On the other hand, what if these new Jewish mega-donors become a force within the GOP? Most of them appear to be entrepreneurs and investors alienated by Obama’s fiscal policies. Many are outspokenly progressive on issues like abortion, gay rights and the environment. If they end up gaining the clout their donations suggest, then liberals might have to rethink their fear and loathing of the other party. Watch the money. (Forward.com)

What this portends for US politics in the Middle East, and on Palestine, is another matter – there are other constituencies to accommodate, such as the evangelical voters (pro-Israeli for religious reasons) and the oil lobby – not to mention the slump in US influence in the region evident during the 2011 Arab spring. More importantly, the cracks within the Jewish community are getting wider: apart from J-Street, seen as a liberal (in the US sense) competitor to AIPAC, the internal criticism of the blindly pro-Israel slant of US diplomacy in the Middle East has seldom been stronger, with even mainstream media talking heads – Thomas Friedman and Peter Beinart are the latest ones – stepping out of line. And many of the most vocal critics of Israel and supporters of the BDS movement are from within the Jewish community – Phil WeissGlenn GreenwaldMax BlumenthalNaomi Klein (she’s Canadian), not to mention Noam Chomsky and Norman Finkelstein, who are not in favour of BDS.

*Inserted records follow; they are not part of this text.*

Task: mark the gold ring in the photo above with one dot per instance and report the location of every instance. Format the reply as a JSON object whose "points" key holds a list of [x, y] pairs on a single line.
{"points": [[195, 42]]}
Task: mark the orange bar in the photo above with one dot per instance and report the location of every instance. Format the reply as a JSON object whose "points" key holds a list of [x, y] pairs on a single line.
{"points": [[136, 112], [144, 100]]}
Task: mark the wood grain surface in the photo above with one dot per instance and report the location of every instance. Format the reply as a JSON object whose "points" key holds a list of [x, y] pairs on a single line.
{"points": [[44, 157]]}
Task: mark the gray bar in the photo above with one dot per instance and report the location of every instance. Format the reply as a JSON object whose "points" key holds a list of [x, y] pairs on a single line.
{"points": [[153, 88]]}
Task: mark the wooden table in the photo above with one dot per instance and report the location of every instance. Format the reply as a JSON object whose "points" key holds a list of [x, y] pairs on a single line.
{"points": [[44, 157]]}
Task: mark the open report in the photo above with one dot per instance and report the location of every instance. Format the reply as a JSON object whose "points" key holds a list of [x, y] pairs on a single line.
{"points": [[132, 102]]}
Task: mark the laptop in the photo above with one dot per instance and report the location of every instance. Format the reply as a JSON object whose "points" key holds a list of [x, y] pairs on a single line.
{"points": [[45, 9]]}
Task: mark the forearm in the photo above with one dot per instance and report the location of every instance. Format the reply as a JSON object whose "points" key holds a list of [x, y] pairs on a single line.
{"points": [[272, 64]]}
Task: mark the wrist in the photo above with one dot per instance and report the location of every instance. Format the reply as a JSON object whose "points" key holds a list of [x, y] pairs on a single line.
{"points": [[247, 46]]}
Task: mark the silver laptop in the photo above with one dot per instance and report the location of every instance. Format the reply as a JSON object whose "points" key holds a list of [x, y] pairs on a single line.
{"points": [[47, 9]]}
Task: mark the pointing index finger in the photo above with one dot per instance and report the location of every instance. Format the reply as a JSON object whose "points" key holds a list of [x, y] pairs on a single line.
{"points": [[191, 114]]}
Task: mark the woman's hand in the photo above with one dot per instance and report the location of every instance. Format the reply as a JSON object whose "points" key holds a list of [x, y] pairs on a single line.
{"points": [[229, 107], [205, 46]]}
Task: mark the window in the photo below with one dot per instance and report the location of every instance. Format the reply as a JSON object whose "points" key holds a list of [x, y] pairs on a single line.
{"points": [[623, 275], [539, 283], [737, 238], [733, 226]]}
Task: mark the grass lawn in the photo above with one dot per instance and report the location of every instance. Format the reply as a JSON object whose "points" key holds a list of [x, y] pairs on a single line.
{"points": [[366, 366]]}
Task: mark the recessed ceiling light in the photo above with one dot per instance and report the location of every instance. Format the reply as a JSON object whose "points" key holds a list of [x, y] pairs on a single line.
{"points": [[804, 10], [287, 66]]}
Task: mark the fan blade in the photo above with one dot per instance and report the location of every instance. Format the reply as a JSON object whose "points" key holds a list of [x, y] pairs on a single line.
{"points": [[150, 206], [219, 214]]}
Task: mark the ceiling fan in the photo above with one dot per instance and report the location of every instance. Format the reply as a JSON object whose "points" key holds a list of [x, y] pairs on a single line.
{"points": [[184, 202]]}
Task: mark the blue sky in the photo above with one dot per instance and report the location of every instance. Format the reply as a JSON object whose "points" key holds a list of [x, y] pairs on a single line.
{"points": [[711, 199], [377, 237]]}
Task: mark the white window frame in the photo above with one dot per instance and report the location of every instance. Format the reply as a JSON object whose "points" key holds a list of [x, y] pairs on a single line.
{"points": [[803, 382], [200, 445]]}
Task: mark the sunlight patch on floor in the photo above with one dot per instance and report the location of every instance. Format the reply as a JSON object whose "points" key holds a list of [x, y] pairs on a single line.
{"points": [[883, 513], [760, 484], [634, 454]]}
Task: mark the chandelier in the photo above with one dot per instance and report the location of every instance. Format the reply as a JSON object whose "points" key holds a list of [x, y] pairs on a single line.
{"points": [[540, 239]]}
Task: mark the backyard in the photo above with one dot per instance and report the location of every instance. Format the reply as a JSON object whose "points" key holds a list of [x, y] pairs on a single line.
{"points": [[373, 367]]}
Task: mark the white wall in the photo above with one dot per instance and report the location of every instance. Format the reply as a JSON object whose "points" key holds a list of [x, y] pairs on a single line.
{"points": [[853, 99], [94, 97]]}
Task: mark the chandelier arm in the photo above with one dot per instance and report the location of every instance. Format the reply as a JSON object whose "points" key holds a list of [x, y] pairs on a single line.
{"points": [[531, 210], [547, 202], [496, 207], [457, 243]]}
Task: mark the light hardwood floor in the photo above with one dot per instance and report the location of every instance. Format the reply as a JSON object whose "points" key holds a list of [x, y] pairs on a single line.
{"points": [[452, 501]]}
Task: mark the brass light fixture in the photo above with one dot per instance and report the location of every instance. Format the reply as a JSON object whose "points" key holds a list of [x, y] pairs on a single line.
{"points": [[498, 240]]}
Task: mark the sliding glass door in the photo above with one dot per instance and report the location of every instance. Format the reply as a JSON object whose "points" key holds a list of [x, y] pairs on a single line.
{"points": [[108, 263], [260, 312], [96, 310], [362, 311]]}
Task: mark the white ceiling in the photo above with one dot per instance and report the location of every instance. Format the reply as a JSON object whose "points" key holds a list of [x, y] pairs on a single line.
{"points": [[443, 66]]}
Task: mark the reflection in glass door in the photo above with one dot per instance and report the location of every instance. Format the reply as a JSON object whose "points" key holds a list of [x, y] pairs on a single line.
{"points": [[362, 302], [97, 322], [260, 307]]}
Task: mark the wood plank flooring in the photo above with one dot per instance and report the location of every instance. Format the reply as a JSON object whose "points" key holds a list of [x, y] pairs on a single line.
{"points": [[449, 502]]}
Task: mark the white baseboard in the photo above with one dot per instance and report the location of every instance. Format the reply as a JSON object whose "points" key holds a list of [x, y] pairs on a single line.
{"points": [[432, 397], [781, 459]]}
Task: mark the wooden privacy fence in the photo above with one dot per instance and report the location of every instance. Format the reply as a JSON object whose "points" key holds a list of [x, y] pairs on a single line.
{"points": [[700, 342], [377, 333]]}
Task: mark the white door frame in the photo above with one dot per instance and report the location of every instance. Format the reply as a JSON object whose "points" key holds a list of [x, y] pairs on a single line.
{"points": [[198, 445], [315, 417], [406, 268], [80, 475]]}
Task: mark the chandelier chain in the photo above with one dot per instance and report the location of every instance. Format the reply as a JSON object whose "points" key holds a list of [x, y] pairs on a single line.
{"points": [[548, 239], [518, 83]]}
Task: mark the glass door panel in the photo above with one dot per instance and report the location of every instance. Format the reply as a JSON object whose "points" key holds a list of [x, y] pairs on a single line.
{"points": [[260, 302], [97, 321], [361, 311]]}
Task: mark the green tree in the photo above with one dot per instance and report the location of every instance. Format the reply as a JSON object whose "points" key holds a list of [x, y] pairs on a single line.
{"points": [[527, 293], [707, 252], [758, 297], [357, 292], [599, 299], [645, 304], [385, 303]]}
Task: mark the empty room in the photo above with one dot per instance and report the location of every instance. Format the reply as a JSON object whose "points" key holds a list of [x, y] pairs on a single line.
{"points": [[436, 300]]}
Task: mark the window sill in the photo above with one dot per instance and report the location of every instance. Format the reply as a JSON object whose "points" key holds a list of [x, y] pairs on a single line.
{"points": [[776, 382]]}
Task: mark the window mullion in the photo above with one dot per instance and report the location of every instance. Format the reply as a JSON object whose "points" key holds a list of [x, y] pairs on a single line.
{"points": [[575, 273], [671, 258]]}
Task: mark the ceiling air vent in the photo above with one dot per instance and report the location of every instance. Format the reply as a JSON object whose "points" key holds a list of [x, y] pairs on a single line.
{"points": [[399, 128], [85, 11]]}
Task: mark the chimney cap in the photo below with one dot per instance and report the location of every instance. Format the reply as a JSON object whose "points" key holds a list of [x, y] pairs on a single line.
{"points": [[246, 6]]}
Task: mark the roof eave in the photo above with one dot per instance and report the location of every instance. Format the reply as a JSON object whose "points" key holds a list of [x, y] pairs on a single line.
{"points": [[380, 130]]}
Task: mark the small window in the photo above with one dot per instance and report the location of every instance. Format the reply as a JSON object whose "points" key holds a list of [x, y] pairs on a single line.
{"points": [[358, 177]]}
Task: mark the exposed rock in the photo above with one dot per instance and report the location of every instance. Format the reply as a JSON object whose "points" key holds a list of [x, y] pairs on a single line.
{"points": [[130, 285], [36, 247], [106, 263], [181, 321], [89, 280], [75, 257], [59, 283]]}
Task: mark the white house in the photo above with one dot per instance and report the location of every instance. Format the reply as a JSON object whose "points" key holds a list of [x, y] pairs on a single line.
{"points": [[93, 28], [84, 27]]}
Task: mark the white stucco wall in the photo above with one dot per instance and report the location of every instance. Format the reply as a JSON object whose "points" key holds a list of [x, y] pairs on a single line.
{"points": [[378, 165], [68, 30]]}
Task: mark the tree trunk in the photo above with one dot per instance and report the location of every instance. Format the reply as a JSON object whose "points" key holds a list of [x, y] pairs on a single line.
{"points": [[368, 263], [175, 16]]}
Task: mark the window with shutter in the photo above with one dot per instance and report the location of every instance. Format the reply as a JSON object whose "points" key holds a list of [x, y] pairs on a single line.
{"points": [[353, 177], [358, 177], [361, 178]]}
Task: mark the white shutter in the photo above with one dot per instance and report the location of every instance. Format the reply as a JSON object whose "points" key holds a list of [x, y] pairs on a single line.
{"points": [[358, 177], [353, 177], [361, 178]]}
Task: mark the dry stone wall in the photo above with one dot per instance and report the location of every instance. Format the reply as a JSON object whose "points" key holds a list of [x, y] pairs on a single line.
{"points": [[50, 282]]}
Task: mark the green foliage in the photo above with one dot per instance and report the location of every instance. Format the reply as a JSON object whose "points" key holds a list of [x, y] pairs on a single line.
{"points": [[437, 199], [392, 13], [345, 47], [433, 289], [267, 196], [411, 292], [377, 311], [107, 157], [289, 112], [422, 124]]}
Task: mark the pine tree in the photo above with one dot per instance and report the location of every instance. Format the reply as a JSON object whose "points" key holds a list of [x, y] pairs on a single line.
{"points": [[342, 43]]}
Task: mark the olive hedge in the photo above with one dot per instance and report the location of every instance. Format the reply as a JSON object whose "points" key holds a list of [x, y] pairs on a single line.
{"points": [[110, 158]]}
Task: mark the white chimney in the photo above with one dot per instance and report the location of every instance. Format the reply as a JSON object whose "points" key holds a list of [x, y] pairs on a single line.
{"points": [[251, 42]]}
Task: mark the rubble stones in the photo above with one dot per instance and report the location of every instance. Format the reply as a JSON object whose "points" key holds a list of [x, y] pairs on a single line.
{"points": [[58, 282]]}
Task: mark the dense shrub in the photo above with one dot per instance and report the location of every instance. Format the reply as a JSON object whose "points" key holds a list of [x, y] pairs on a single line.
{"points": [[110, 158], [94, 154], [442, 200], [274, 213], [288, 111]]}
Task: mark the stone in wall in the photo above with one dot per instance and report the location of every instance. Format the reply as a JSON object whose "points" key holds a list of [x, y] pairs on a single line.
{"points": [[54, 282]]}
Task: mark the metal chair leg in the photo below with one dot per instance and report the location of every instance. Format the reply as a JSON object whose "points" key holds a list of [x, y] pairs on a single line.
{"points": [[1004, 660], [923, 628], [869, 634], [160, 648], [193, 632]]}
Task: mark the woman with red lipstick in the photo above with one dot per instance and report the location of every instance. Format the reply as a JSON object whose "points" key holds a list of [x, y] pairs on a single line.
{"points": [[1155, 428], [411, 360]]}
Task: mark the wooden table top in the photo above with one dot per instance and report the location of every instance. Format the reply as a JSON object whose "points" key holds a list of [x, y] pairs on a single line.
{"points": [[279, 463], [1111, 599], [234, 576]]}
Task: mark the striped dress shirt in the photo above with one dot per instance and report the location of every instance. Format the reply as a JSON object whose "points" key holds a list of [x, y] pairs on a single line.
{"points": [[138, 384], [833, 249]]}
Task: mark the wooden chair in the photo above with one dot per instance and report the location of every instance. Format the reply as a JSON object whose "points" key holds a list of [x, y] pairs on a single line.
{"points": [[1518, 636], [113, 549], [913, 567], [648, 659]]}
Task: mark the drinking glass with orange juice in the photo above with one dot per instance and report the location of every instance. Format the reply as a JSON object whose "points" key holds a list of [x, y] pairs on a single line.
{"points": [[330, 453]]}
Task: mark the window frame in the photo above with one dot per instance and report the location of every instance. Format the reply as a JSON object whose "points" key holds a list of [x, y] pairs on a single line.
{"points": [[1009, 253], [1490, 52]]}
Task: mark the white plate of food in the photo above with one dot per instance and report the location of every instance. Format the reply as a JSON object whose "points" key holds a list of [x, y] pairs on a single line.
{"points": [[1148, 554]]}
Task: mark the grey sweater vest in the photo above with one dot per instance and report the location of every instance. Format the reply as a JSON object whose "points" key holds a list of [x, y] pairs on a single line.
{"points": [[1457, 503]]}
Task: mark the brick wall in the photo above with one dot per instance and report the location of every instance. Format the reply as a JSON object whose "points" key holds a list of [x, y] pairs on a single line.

One last comment: one has to commend a Jewish community paper like Forward for writing such a candid article. You will not be reading anything resembling that in the NYT or the WaPo anytime soon – not to mention the European press, where the understandable reluctance to use themes  – such as that of « Jewish money » – regrettably reminescent of the 30’s has stifled even  descriptive, balanced and nuanced media work on the political role of some Jewish operators – in France for instance, more space is devoted to Muslim umbrella groups UOIF and CFCM, and less compunction is displayed when writing about them, than to their Jewish counterpart CRIF. Let’s hope an evolution is under way for casual discussion of issues related to Jews and Muslims, without falling into the twin traps of anti-semitism and islamophobia.